As I watched enthralled, the commentator rambled on about the legend of the “Estonian carry”. The most popular method of carrying your “weight”, which has been used by all winners till date, the Estonian carry was used by Estonians (who else?) to steal wives (!) from Finnish villages and run back to Estonia as fast as they could.

And in the middle of all this, we were informed that we had a winner – a pair of winners to be politically correct. A Finnish couple from Helsinki – Taisto Miettinen and Kristina Haapanen – had (aptly) crossed the finish line first. And, in a classic case of revenge being best served cold (which it must have been, given the drenching the poor wife got in the pond), they had done it the Estonian way. Apparently they were the best in the business – they had won the World Championships of the event (yes, you read that right) four years in a row starting from 2009.

I Fin(n)ished First

The highlights gave me more breathing space to take in the turn of events. I realized that this was no mean feat – navigating close to 300 yards with a hundred pounds on your shoulders (apologies to Ms. Haapanen for putting this fact across so bluntly) through hurdles, which had interesting names such as the Widow Maker (a small water hole) and the Sand Mountain (a not-so-deadly sand trap) in 50 seconds or so. In a post-event conference, the runners-up told the audience that they had trained all year long for those 50 seconds of fame.

The best part of the whole event was probably the prize money. As the winners ascended the podium, they were given a cheque of $530 (five times the weight of the “wife”) and a promise of a 106 pounds of beer. Some wives are worth their weight in gold; some in liquor.

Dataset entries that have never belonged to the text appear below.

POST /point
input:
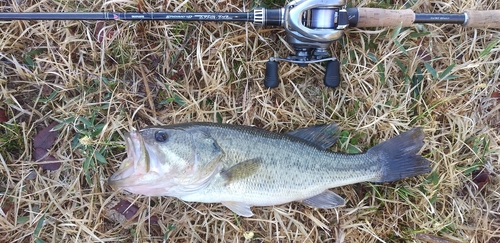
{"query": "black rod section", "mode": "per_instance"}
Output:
(440, 18)
(215, 16)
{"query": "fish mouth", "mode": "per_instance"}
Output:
(135, 163)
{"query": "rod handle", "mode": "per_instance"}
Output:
(377, 17)
(483, 19)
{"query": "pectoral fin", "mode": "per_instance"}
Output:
(239, 208)
(322, 135)
(241, 170)
(326, 199)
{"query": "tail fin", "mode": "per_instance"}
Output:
(399, 156)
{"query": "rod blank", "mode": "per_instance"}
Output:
(246, 17)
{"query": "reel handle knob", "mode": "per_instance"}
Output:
(332, 74)
(271, 79)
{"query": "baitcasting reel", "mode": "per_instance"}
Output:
(311, 26)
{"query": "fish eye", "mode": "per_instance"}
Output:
(161, 136)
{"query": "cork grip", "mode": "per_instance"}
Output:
(375, 17)
(483, 19)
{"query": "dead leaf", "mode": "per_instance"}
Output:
(432, 238)
(42, 143)
(3, 116)
(481, 179)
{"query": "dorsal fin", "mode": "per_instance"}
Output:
(322, 135)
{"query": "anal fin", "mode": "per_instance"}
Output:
(239, 208)
(326, 199)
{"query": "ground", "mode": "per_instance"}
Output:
(92, 81)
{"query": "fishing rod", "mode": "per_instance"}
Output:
(311, 26)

So the journey from the water hole to the watering hole ended here as the winner, in a conservative bid to protect his liver, took a pledge to share his liquid earnings with the second and third place finishers. Before signing off, the commentator reminded us not to forget the first Saturday of July – that is when the World Championships of the sport are held in the Market Square of the exotic-sounding Sonkajarvi town in Finland. But my curiosity had been piqued and I needed to know more.

A little bit of research told me that a “wife” need not necessarily be a wife, and the sport is often played as a part of group blind dates in Finland, Estonia and Sweden! People train for this sport by carrying big and heavy sacks on their backs – an extremely symbolic exercise – and this is considered as good a way to strengthen your muscles as any other endurance sport. There is even a relay version of this sport where the wife is the baton, but at the exchange point, the carrier has to drink the “official wife-carrying drink” which is, as you guessed it, strongly alcoholic in nature. And after you have lugged your load (male chauvinism alert!) about till you are exhausted, you always have the option of relaxing in a sauna – there are more saunas than Finns in Finland, apparently.

Winner takes all - Babe, beer and booty!

Winner takes all – Babe, beer and booty!

And that is not all. A Trivandrum-based society for environmental awareness called Ecorun India organizes a wife-carrying race Bhaaryasametham (Malayalam for “carry your wife”) on the first of January each year in God’s own country. They plan to conduct more such events in other parts of India and they should find success. Dunking your wife into a pond of ice-cold water or a pile of sand and getting away with it is every married man’s fantasy.

As I changed the channel once again, I realized that the burden of love is heavy. And often back-breaking too.